BlacKkKlansman : où est l’émotion ?



Appréciation :

Lorsqu’à la fin d’un film, on se rend compte que les seules images qui nous ont touchées sont celles d’archives, c’est forcément qu’il y a un problème. Spike Lee décide de parler du Ku Klux Klan avec légèreté et contourne sans cesse le cœur du conflit. Lauréat du Grand Prix au 71e Festival de Cannes, le dernier film de Spike Lee étonne par son manque de fond et son trop plein de forme.

Il faut reconnaître la patte de l’auteur et sa volonté d’enlever du drame tout en voulant faire passer un message. BlaKkKlansman est un film drôle (sûrement) qui présente chaque situation tel un jeu d’enfant. Rien n’est grave et tout est très vite résolu. Mais la légèreté du ton étouffe complètement le sujet, si bien que le Ku Klux Klan se résume à une joyeuse bande de quelques débiles qui, de temps à autre (c’est-à-dire une fois dans le film), brûle une croix. À force d’éviter la violence, Spike Lee ne parle plus de la réalité. BlaKkKlansman est une anecdote, une petite histoire sympathique. Le moment était pourtant bien choisi : avec Trump au pouvoir, revisiter l’horreur du Ku Klux Klan semblait une très bonne idée. Seulement, Spike Lee préfère la forme au fond, le style à la réalité, et le message ne passe pas.

Faut-il montrer la violence ? J’aborderai bientôt la question avec The House That Jack Built, film de l’enfer et dernier en date de Lars Von Trier. L’année passée, sortait Detroit de Kathryn Bigelow. Ces deux films abordent le racisme et les violences policières envers la population afro-américaine. Ce qui différencie les deux films est la puissance de leur message et la représentation de la violence. Bigelow plonge le spectateur dans le drame alors que Spike Lee préfère la comédie. Bigelow ose aller loin dans la représentation de la violence, quitte à faire durer les moments atroces. A l’opposé, Spike Lee ne montre pas un seul instant de souffrance. La violence se fait par les mots, avec la redondance des « I hate nigga » de tous les côtés. Mais l’artificialité des dialogues ne rend pas compte de la gravité du sujet.

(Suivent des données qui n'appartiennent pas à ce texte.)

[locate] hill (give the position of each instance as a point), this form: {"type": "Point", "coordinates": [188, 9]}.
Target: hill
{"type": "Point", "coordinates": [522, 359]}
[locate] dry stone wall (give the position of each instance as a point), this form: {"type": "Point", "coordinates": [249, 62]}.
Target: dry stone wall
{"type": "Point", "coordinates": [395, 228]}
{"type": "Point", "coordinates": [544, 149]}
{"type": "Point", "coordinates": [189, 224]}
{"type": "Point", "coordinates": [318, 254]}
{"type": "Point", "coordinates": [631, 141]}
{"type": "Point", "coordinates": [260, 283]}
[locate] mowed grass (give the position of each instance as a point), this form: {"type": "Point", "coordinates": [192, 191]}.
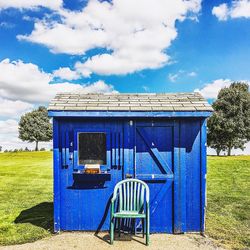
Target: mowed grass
{"type": "Point", "coordinates": [26, 209]}
{"type": "Point", "coordinates": [228, 200]}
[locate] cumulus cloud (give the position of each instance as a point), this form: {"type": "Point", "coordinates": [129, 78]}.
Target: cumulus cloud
{"type": "Point", "coordinates": [31, 4]}
{"type": "Point", "coordinates": [238, 9]}
{"type": "Point", "coordinates": [27, 83]}
{"type": "Point", "coordinates": [180, 74]}
{"type": "Point", "coordinates": [23, 86]}
{"type": "Point", "coordinates": [135, 34]}
{"type": "Point", "coordinates": [192, 74]}
{"type": "Point", "coordinates": [66, 74]}
{"type": "Point", "coordinates": [212, 89]}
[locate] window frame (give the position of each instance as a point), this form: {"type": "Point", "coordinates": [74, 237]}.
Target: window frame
{"type": "Point", "coordinates": [78, 146]}
{"type": "Point", "coordinates": [103, 167]}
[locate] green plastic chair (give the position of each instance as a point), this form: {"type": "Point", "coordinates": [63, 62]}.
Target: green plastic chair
{"type": "Point", "coordinates": [131, 194]}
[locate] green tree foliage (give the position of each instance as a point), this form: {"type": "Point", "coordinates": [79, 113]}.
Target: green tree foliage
{"type": "Point", "coordinates": [35, 126]}
{"type": "Point", "coordinates": [229, 126]}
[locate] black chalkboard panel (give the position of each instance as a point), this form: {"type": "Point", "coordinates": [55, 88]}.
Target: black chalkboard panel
{"type": "Point", "coordinates": [92, 148]}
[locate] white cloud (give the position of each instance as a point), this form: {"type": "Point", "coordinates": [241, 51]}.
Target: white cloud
{"type": "Point", "coordinates": [136, 34]}
{"type": "Point", "coordinates": [238, 9]}
{"type": "Point", "coordinates": [22, 87]}
{"type": "Point", "coordinates": [9, 108]}
{"type": "Point", "coordinates": [173, 77]}
{"type": "Point", "coordinates": [211, 90]}
{"type": "Point", "coordinates": [192, 74]}
{"type": "Point", "coordinates": [181, 73]}
{"type": "Point", "coordinates": [27, 83]}
{"type": "Point", "coordinates": [30, 4]}
{"type": "Point", "coordinates": [221, 12]}
{"type": "Point", "coordinates": [66, 74]}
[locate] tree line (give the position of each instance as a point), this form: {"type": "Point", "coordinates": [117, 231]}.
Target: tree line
{"type": "Point", "coordinates": [229, 126]}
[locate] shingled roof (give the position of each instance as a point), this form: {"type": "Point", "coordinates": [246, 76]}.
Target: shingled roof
{"type": "Point", "coordinates": [129, 102]}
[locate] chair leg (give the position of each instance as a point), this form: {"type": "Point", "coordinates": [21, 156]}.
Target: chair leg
{"type": "Point", "coordinates": [119, 226]}
{"type": "Point", "coordinates": [112, 231]}
{"type": "Point", "coordinates": [147, 230]}
{"type": "Point", "coordinates": [143, 227]}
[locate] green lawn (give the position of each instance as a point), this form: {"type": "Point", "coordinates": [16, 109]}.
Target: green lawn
{"type": "Point", "coordinates": [26, 210]}
{"type": "Point", "coordinates": [228, 199]}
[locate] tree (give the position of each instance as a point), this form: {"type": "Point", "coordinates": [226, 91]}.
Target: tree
{"type": "Point", "coordinates": [215, 136]}
{"type": "Point", "coordinates": [229, 126]}
{"type": "Point", "coordinates": [35, 126]}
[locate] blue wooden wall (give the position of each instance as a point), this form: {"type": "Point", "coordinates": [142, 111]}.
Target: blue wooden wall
{"type": "Point", "coordinates": [169, 154]}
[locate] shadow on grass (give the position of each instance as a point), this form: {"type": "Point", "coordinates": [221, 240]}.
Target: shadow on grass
{"type": "Point", "coordinates": [40, 215]}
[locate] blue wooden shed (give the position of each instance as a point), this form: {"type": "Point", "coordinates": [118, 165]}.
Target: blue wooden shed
{"type": "Point", "coordinates": [158, 138]}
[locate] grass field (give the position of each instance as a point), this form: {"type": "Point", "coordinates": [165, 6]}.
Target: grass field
{"type": "Point", "coordinates": [26, 210]}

BlakKklansman reste constamment en surface. Les personnages n’existent pas et répètent machinalement un scénario mal écrit, redondant et sans finesse. À force de rester dans la superficialité et la blague, une question se pose : où est l’émotion ? Pendant plus de 2h, l’histoire se déroule, les évènements s’enchainent mais les émotions manquent. Le récit suit la forme aristotélicienne très classique avec un découpage en trois actes, mais Spike Lee semble avoir désamorcé le conflit dans chaque scène. Le personnage principal ne connaît pas d’obstacle et enchaîne les réussites jusqu’à la fin. C’est presque un idéal : revivre cette époque comme si tout était facile. En restant dans cette artificialité, Spike Lee crée un barrage entre le spectateur et le personnage.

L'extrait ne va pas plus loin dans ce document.